Hon Hai group thought it was getting a good deal in March when it agreed to pay Y550 per share for a 6.6 per cent stake in Sharp. Yet the maker of Apple products underestimated how bad things could get at the lossmaking Japanese TV maker. Sharp’s share price has fallen by two-thirds since the transaction was announced. If it was unable to renegotiate the deal, which is expected to go through by March next year, Hon Hai was set to lose about T$6bn over its second quarter in non-operating income as it booked investment losses, Bernstein estimates. A newly negotiated price that better reflects Sharp’s current share price of Y181 could improve Hon Hai’s net income by a third over the period.

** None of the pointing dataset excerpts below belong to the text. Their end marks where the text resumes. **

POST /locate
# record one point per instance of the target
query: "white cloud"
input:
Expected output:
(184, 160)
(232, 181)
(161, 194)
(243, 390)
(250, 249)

There is no guarantee that Sharp has hit the bottom yet, however. Its first-quarter losses of Y138bn were worse than expected as performance at its flat screen TV segment keeps deteriorating. Inventory days for these products have gone up by 4 days over the past three months to 104 days. And Sharp’s new guidance for full-year losses of Y250bn already assumes a better second half of the year. That suggests that forecasts could get cut again.
Hon Hai hopes to draw on Sharp’s panel display technology to compete better with the likes of Samsung. But if Sharp remains loss making, Hon Hai will struggle to recoup its investment. A lot of moving parts still have to fall into place – including Apple’s much touted TV – before Hon Hai shareholders should be happy with its punt on Sharp.